There is so much local media news breaking today that it’s hard to keep it all straight. Late this afternoon came the huge announcement that Boston Herald publisher Pat Purcell, who bought the tabloid from his mentor Rupert Murdoch in 1994, was taking the paper into bankruptcy with the intention of selling it to GateHouse Media.

I’ve posted the clip of us talking about the deal on “Beat the Press.” Here is the Herald’s coverage. And here is The Boston Globe’s. The Boston Business Journal has some interesting details as well, including the bankruptcy filing. I talked with Jenna Fisher of Patch about what’s next.

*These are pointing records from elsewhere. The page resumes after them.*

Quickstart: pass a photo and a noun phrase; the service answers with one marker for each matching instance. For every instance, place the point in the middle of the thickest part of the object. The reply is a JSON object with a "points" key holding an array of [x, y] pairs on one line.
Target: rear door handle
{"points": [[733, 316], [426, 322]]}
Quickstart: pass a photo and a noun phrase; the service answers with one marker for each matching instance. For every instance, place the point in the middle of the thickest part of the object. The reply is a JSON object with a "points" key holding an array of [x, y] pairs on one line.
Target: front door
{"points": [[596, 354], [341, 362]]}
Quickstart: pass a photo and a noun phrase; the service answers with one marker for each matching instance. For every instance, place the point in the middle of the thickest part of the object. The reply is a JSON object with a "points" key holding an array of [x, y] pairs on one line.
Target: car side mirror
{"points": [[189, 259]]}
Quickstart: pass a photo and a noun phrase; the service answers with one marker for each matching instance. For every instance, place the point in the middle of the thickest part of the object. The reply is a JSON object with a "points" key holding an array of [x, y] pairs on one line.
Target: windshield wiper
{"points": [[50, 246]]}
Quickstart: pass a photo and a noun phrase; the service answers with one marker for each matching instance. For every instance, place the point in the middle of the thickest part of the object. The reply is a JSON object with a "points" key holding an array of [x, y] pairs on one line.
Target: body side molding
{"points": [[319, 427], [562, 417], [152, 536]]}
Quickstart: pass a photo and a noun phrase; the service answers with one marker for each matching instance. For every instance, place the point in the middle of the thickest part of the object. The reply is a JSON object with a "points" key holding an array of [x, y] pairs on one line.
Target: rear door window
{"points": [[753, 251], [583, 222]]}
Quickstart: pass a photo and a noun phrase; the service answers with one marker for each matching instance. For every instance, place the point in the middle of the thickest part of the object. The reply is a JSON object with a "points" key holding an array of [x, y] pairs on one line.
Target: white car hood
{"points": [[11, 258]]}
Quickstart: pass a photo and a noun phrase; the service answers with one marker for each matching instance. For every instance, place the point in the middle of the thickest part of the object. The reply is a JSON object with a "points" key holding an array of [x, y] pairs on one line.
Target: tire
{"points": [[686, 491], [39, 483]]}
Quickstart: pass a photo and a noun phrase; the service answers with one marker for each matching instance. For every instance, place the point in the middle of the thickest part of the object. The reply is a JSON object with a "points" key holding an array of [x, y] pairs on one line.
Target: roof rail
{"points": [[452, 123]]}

At this point, we all have far more questions than answers. A friend suggested something to me a little while ago that is worth pondering: Can we be sure that GateHouse will end up with the Herald? Once a business goes into bankruptcy, it’s up for grabs. As I note in my forthcoming book, “The Return of the Moguls,” the executives who were running California’s Orange County Register took that paper into bankruptcy several years ago with the goal of buying it themselves. They lost out, and today the Register is part of the Digital First Media empire.

Other questions: Although cuts have already been announced, will the diminished Herald be its old recognizable blend of local news, good photography and sports coverage, and feisty tabloidism? Or will it be something else entirely? Will GateHouse keep Herald Radio up and running? Will it honor its printing contract with the Globe, or will it move operations to a GateHouse facility? We’ll learn the answers to all these questions in the weeks and months to come.

Interestingly, for a few years Purcell owned around 100 community papers in Eastern Massachusetts in addition to the Herald, selling all but the Herald to GateHouse about 15 years ago. Now things have come full circle.

No one wants to see hard-working journalists lose their jobs. We all hope GateHouse will keep the pain to a minimum, and that the Herald will be with us for many years to come.